REACTION TO:
Chap
Clark, Hurt 2.0: Inside the World of
Today’s Teenagers
(Grand Rapids, MI: Baker Academic, 2011) 264pp.
I
resonated with so much that is in this book—personally and professionally. It
isn’t hard to want to take to heart the challenge to be a youth advocate once
reading Clark’s findings about today’s youth. Adults who want to be effective
in reaching out to this generation need to consider Clark’s presuppositions—today,
not many are “getting it”—not the church, the schools, youth workers or
parents. What IS going on inside the world of today’s teenagers? I am still in
the process of re-wiring my mental thought processes to Clark’s ‘underworld’ schemata
but frankly it is taking a while—he states in his update to his first edition, “It
isn’t getting any better,” and that is the ‘why’ for this second edition.
This is
yet another book which speaks to the elongation of adolescence but doesn’t give
a complete definition (explicitly) of what a healthy ‘normal’ teenager looks
like today. One could glean implicitly from what Clark speaks against and
reports negatively about. Clark seems to report how bad it was for teens before
and that things are so much worse for them today—how things are definitely
different for them since the days we were in High School. At one point I
wondered how he and George Barna who reports in his book, Revolutionary Parenting, how spiritual champions are raised today, would
come together to discuss how healthy kids come to be today. This almost seems
to be an impossible chore to accomplish from Clark’s book. But his book isn’t a
parenting book, it is an exposing book.
In many
ways I see the older generations simply reaping in the next what they
themselves have sown--the entitlement attitude for example. Adults today
believe kids today should respect them first, as if they are entitled to it. This
book gives in detail why this generation should not respect them. Respect and
other virtues won’t be found until all of us see how youth are trying to
survive in the world and culture we have built (dug?) for them. They are simply
reacting to our pushing them to the side or launching them into the proverbial
cultural sea “without a rudder or a compass.” Today’s adolescents have been
abandoned.
What
has happened is that it seems the 60s kids never grew up--they were to progress
from dependence to independence to interdependence but stopped. In their search
for continued survival in a post-World War society, they have abandoned the
next generations to ‘figure it out for yourself’ while they distanced
themselves to live their own lives. But live them for what? It looks like the biblical
book of Judges all over again. But where are the Judges? When is the next Advent?
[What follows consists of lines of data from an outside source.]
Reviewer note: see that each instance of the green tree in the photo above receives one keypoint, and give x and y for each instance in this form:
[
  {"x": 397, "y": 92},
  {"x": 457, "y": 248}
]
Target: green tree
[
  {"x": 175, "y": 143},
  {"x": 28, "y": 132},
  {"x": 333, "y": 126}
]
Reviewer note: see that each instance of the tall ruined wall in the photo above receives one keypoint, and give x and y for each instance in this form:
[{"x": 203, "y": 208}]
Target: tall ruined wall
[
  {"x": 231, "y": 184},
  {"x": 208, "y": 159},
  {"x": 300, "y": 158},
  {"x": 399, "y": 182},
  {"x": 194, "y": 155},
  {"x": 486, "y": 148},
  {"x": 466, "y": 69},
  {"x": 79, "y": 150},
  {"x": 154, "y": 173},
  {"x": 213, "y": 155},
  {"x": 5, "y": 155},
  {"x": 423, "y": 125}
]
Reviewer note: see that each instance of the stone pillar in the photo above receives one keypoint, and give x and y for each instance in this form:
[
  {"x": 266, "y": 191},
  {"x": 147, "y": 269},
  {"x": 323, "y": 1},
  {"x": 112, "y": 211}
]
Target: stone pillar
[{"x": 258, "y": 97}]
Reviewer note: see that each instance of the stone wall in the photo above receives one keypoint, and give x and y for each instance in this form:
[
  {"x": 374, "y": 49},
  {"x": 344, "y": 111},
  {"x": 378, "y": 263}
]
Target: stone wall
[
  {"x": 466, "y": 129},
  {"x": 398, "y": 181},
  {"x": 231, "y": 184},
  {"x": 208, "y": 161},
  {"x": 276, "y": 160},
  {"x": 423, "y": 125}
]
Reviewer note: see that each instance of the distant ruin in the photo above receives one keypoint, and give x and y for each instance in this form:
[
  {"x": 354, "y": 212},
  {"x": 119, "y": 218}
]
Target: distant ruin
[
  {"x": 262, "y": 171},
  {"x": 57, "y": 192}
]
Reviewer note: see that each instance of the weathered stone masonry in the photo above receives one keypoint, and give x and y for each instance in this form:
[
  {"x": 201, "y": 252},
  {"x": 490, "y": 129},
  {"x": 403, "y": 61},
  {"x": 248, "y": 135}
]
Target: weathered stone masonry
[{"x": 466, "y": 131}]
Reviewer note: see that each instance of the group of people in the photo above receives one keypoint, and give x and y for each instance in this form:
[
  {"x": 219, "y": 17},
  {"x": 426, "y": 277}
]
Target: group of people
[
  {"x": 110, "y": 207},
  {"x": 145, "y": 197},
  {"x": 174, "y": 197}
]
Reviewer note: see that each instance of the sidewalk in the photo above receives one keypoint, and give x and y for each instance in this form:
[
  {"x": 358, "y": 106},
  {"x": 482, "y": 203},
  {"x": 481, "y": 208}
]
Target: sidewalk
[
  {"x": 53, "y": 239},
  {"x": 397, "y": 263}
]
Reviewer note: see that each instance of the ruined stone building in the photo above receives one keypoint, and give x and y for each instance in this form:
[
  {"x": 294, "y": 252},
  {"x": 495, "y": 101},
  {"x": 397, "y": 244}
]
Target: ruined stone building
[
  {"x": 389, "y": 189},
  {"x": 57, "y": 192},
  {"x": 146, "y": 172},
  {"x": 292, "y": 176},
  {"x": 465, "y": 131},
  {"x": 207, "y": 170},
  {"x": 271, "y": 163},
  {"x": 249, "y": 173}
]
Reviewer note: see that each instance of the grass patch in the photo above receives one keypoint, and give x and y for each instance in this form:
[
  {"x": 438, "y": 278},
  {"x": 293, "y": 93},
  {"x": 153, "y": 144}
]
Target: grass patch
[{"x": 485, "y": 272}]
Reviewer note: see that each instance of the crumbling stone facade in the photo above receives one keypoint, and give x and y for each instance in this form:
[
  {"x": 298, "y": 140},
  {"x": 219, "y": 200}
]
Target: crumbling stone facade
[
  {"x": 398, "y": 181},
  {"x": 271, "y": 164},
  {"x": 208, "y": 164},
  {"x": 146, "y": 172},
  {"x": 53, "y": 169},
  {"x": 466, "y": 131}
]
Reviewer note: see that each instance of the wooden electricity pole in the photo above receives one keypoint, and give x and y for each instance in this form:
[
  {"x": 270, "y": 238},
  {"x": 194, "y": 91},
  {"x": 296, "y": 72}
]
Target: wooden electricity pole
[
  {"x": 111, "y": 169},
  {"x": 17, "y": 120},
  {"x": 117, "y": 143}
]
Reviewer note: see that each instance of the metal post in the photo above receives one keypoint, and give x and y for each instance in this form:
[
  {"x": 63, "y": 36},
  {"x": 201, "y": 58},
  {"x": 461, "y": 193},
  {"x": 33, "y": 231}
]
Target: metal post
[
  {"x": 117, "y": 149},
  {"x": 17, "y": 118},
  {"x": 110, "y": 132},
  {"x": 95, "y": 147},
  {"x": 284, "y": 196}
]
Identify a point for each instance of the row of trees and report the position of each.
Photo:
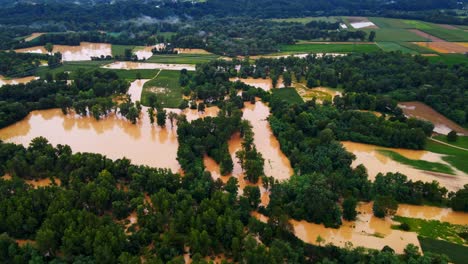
(25, 64)
(90, 93)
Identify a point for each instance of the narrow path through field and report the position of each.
(450, 145)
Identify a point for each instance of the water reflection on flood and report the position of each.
(264, 84)
(433, 213)
(113, 136)
(442, 125)
(376, 162)
(13, 81)
(82, 52)
(367, 231)
(130, 65)
(276, 163)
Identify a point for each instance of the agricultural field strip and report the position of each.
(450, 145)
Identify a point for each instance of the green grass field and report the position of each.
(433, 229)
(328, 48)
(418, 164)
(400, 27)
(456, 253)
(456, 157)
(166, 87)
(450, 59)
(416, 48)
(72, 67)
(394, 46)
(455, 35)
(119, 50)
(288, 94)
(183, 58)
(305, 20)
(394, 35)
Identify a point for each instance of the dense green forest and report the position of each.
(92, 209)
(82, 218)
(399, 76)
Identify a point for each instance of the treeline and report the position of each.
(308, 135)
(248, 36)
(75, 16)
(83, 217)
(89, 93)
(399, 76)
(227, 36)
(211, 82)
(25, 64)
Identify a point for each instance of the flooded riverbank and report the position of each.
(83, 52)
(371, 232)
(264, 84)
(130, 65)
(376, 162)
(442, 124)
(277, 164)
(13, 81)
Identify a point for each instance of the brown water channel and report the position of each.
(112, 136)
(376, 162)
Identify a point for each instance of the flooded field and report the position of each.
(264, 84)
(191, 51)
(276, 163)
(135, 89)
(144, 53)
(113, 136)
(5, 81)
(367, 231)
(130, 65)
(83, 52)
(33, 36)
(319, 93)
(433, 213)
(442, 125)
(376, 162)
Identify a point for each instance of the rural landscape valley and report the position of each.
(236, 131)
We need another incarnation. We need to stop leaving our kids “to themselves”
as Solomon says which reaps more of the same consumer culture we find ourselves
in which sees both us and them as things to cash in on and leave emotionally
bankrupt. This creates a make-believe world where teens today walk as avatars
to merely been seen but not ever heard—the real teen is sublevel living his or
her life seemingly protected but lonely. Our culture neglects them so they act
as if they don’t need adults—not the kind at least that further abandons them.
They want safety. Isn’t that the kind of world we all seek to create at some
level and in our way?
Is it
any wonder then that in a pursuit to cash in on what is available that today’s
psychological world is taken the time to update their research on adolescence? This
is another form of abandonment Clark states. Professor seekers want the degree and
the money without the work of getting their hands dirty with the actual
teenagers—let’s just build on another’s work. Today’s teens are different so it
does make sense that many studies would be irrelevant and outdated.
Satan’s
plan was unmasked in many findings reported in this book. Satan lies to
soon-to-be-parents that life is found in stuff, not people. The deceived parents
have kids born into the family and an environment built around this belief.
They raise their kids but soon Satan turns the lie back on the parents by
telling the kids, “Your parents don’t really care about you. They only care
about what advances their lives.” The kids run away from Satan and his lies to
those whom they believe and trust to give them the truth and who will protect
them—the parents. But the deceptive trap is sprung and as it closes the teens
find that over and over again when they approach their parents cannot be found
and so believe the lie they were told. When the parents finally snap out of
their deception and try to gain their children’s trust they have layers and
layers of abandonment memories to try and work through. Most parents give up.
Some keep it up for years with no success—the kids have been too scarred, too
trapped. But then there are some who continue to believe the lie can be broken
and that the children are worth what it takes to break it. And the kids hope
that one day mom and dad will come through those doors and try just one more
time. “Will they come?” is the question this book ends with.